67     Both parties disagreed with the Judge’s observations and pointed out that under Art 16(3) of the Model Law 1985, the court was empowered to “decide the matter”. Article 16(3) provides:

(3)    The arbitral tribunal may rule on a plea referred to in paragraph (2) of this Article [viz, a plea that the arbitral tribunal does not have jurisdiction] either as a preliminary question or in an award on the merits. If the arbitral tribunal rules as a preliminary question that it has jurisdiction, any party may request, within thirty days after having received notice of that ruling, the court specified in Article 6 to decide the matter, which decision shall be subject to no appeal; while such a request is pending, the arbitral tribunal may continue the arbitral proceedings and make an award. [emphasis added in italics and bold italics]

This remained the position after the IAA was amended in 2012 to provide, among other things, for such applications to be made to the court even where an arbitral tribunal makes a negative ruling on jurisdiction (see s 10(3)(b) of the current IAA).

68     Neither party invited us to revisit our earlier observations in PT Asuransi, nor was it not necessary for us to do so to dispose of this point.

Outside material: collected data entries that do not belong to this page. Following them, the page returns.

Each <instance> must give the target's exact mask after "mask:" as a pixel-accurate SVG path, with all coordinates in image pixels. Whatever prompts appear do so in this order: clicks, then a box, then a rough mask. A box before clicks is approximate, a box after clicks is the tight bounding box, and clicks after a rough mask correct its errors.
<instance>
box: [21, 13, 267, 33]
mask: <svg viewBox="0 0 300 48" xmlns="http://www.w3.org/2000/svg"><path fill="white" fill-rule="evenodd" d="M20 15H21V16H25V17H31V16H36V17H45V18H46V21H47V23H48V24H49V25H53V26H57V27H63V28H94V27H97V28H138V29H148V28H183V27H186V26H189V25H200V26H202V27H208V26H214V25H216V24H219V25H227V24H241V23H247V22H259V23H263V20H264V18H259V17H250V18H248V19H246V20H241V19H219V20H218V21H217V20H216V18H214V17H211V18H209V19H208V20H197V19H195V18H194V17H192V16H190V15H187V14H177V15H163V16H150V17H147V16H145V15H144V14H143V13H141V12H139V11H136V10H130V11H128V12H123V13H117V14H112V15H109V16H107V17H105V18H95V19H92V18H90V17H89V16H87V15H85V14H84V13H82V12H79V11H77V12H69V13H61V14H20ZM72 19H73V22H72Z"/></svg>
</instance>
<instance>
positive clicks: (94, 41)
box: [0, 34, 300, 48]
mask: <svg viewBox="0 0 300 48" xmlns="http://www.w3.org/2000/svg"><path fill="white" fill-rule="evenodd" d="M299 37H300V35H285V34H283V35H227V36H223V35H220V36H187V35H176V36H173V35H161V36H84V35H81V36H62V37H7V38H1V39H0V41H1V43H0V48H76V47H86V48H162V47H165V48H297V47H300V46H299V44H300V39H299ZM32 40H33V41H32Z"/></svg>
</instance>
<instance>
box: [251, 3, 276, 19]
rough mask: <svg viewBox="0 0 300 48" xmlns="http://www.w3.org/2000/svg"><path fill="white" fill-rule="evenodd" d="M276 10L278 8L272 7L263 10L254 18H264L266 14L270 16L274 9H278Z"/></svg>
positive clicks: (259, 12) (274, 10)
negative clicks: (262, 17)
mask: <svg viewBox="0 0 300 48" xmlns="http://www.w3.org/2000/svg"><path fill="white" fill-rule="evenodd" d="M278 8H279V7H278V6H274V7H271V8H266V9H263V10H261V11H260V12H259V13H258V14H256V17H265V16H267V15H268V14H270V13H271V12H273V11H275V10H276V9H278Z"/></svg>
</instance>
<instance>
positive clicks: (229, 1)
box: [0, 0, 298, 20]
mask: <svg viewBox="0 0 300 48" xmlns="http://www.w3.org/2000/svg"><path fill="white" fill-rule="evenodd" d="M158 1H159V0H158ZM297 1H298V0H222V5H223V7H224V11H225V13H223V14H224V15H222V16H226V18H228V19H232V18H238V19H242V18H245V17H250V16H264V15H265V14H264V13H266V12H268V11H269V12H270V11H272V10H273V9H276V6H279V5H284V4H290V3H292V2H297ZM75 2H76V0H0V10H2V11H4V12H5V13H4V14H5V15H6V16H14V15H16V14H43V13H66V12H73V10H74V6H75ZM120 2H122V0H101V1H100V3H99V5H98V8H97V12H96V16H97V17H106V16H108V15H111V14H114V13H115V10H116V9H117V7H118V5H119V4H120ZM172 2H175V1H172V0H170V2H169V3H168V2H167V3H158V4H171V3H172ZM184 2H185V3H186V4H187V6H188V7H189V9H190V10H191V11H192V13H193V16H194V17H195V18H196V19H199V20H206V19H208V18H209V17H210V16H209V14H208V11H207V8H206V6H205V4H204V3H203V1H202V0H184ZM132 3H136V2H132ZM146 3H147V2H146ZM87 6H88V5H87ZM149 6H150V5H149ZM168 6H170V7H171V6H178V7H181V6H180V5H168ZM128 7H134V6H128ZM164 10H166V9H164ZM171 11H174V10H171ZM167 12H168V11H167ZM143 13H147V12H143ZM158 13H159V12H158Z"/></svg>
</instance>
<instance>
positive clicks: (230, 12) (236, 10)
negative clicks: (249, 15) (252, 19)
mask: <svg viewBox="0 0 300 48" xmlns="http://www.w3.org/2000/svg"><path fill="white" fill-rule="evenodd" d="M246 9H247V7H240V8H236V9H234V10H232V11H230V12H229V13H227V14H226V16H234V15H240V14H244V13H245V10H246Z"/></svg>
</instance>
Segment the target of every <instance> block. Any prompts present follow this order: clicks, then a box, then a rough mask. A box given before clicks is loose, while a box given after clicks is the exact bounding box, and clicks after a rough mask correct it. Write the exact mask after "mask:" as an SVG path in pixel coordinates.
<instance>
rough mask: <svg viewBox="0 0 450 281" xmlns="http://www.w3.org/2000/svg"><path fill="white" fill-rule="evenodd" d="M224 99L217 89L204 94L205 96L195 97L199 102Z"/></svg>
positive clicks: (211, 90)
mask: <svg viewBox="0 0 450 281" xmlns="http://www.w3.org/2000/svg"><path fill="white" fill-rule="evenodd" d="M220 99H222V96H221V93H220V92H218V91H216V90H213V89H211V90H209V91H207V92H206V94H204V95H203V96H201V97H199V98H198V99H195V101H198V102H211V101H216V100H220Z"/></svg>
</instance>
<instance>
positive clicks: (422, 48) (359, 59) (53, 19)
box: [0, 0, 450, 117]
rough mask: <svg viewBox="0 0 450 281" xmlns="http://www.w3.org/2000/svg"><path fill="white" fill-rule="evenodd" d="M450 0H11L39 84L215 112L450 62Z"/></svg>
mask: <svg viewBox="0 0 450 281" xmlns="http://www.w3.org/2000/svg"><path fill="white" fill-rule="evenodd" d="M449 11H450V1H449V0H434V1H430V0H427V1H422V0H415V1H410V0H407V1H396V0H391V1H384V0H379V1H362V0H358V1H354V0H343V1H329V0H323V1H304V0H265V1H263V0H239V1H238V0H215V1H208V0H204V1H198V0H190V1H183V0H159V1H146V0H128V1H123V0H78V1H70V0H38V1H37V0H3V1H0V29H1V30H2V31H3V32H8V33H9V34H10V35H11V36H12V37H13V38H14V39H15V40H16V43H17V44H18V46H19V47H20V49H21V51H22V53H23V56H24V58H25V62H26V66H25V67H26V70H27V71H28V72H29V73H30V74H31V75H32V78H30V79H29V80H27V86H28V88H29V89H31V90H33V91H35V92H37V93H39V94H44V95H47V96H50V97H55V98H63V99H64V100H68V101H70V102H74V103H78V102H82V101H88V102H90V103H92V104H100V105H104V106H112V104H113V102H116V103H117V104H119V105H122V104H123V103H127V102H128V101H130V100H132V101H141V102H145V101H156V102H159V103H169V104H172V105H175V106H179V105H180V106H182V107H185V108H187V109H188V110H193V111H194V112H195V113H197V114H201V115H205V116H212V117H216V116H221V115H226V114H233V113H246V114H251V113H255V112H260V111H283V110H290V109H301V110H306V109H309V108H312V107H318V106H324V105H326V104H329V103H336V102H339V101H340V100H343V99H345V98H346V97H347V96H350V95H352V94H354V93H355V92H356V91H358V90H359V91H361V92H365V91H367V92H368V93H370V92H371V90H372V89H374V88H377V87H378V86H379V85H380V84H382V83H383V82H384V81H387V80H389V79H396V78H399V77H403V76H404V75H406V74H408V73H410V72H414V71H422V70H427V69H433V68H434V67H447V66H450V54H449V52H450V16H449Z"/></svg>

In our judgment, the Judge was, with respect, in error. He appeared to have been side-tracked by the form of the relief sought by the Appellant in OS 636/2012, which was expressed as an application to “set aside” the Tribunal’s ruling on jurisdiction. The observations of this court in PT Asuransi were directed at instances where the application, in substance, is one that has been brought pursuant to s 24 of the IAA read with Art 34 of the Model Law 1985 to set aside a ruling that is not in fact an “award” for the purposes of the IAA, and so is not amenable to particular remedies that might only be available as against an award.

69     The expression “set aside” or “setting aside” is used in many different contexts. Understandably, it does not always mean the same thing. As with so many things, its meaning must depend on the context in which it is used and, in particular in this case, on what is being set aside. An application to the court to decide on the jurisdiction of an arbitral tribunal pursuant to s 10 of the IAA read with Art 16(3) of the Model Law 1985 is a perfectly legitimate means of challenging an arbitral tribunal’s preliminary ruling on jurisdiction. It is immaterial in this context that, as a matter of form, the relief sought is expressed in terms of setting aside the arbitral tribunal’s decision on jurisdiction.

70     It was evident to us that in praying for the Tribunal’s positive ruling on jurisdiction to be set aside, the Appellant was merely asking that the Tribunal’s positive ruling be reversed and that the court decide otherwise than the Tribunal had done. This much, it is clear, the court is empowered to do under the rubric of “decid[ing] the matter” in Art 16(3) of the Model Law 1985 (see above at [67]). There is therefore no lacuna in the law in this respect.

Conclusion

71     For these reasons, we allowed this appeal. We decided that the Tribunal did not have jurisdiction to determine and/or adjudicate upon the dispute between the Appellant and the Respondent arising out of the Supplemental Agreements.

72     We ordered that the Appellant should have the costs of the application below and of the appeal, and that these were to be taxed if not agreed. The disbursements and fees paid in the arbitration were to be indemnified by the Respondent. The costs of the arbitration were to be paid to the Appellant, and, with the consent of the parties, we ordered that these were to be taxed by the Registrar of the Supreme Court if not agreed.

73     We also made the usual consequential orders.


[note: 1]Record of Appeal (Vol III) (Part B) at pp 338–339 (Exhibit OM-1 in the affidavit of Oliver Marissal affirmed on 17 July 2012).